Illustration of Bayesian segmented regression analysis of interrupted time series data with a testing hypothesis about the impact of the COVID-19 pandemic on increase in people’s search interest in work-life balance and well-being.
The turn of the year, which is full of all sorts of resolutions to change for the better in our private lives and in our organizations, is a good time to remind ourselves that analytic tools can be very helpful in our efforts to make these resolutions come true. One way they can help us is by verifying that we have really achieved our stated goals and that we are not just fooling ourselves into believing so. We need to keep in mind Richard Feynman’s famous principle of critical thinking…

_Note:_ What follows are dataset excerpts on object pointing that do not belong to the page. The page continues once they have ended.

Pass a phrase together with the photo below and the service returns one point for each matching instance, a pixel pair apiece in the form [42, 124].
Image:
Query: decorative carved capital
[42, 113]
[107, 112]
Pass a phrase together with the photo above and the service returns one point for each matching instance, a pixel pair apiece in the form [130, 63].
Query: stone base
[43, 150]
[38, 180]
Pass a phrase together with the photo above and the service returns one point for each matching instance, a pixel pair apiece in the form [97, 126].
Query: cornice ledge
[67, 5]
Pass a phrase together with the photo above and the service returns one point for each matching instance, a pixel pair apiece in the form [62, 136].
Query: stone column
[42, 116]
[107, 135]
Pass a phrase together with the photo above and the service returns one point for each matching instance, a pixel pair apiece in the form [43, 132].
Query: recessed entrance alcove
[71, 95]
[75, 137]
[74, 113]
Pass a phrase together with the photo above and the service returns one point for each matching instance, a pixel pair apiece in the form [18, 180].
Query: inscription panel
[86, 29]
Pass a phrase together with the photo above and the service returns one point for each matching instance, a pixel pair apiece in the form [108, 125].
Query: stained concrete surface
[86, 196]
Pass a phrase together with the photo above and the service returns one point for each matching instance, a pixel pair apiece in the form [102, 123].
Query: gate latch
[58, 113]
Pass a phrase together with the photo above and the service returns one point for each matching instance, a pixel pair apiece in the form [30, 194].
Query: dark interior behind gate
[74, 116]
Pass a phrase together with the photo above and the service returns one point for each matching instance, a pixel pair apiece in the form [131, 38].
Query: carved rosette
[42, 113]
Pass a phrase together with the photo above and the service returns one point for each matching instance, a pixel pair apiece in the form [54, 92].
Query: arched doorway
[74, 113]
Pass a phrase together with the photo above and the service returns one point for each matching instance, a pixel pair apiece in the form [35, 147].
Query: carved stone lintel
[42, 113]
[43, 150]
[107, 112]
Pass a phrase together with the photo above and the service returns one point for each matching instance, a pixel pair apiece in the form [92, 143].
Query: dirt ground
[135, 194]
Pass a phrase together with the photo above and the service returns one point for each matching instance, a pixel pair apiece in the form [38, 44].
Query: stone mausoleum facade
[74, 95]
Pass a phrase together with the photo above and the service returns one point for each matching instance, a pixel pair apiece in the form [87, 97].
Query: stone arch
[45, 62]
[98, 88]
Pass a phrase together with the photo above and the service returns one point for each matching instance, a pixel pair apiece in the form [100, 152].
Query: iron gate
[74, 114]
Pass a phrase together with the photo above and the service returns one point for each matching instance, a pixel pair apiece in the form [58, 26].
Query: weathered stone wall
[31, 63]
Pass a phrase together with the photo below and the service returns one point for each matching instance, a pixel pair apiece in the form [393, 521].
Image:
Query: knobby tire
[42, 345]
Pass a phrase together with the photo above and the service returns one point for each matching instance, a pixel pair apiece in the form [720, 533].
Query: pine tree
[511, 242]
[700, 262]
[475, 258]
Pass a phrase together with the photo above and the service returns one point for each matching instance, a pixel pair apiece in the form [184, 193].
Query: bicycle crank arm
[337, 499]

One of the tools that can help us with that is segmented regression analysis of interrupted time series data (thanks to Masatake Hirono for pointing me to its existence). It allows us to model changes in various processes and outcomes that follow interventions, while controlling for other types of changes (e.g. trends and seasonality) that may have occurred regardless of the interventions. It is thus very useful for data analysis conducted within studies with a quasi experimental study design that are often in the organizational context the best alternative to the “gold standard” of randomized controlled trials (RCTs) that are not always realizable or politically acceptable.
For illustration, let’s use this tool for testing hypothesis about people’s increased interest in topics related to work-life balance and well-being due to the COVID-19 pandemic and subsequent changes in the way people work. As a proxy measure of this interest we will use worldwide search interest data over the last 10 years from Google Trends using search terms work-life balance and well-being (see Fig. 1 and 2 below).
Fig. 1: Interest in “work-life balance” topic over the last 10 years measured as a search interest by Google Trends. The numbers represent search interest relative to the highest point on the chart for the given region and time. A value of 100 is the peak popularity for the term. A value of 50 means that the term is half as popular. A score of 0 means that there was not enough data for this term.
Fig. 2: Interest in “well-being” topic over the last 10 years measured as a search interest by Google Trends. The numbers represent search interest relative to the highest point on the chart for the given region and time. A value of 100 is the peak popularity for the term. A value of 50 means that the term is half as popular. A score of 0 means that there was not enough data for this term.
Based solely on the visual inspection of the graphs, it is pretty difficult to tell whether there was some effect of the COVID-19 pandemic or not, especially in the case of work-life balance (for the purpose of this analysis, the beginning of the pandemic is assumed to have started in March 2020). For sure it’s not a job for “inter-ocular trauma test” when the existence of the effect hits you directly between the eyes. We need to rely here on inferential statistics and its ability to help us with distinguishing signal from noise.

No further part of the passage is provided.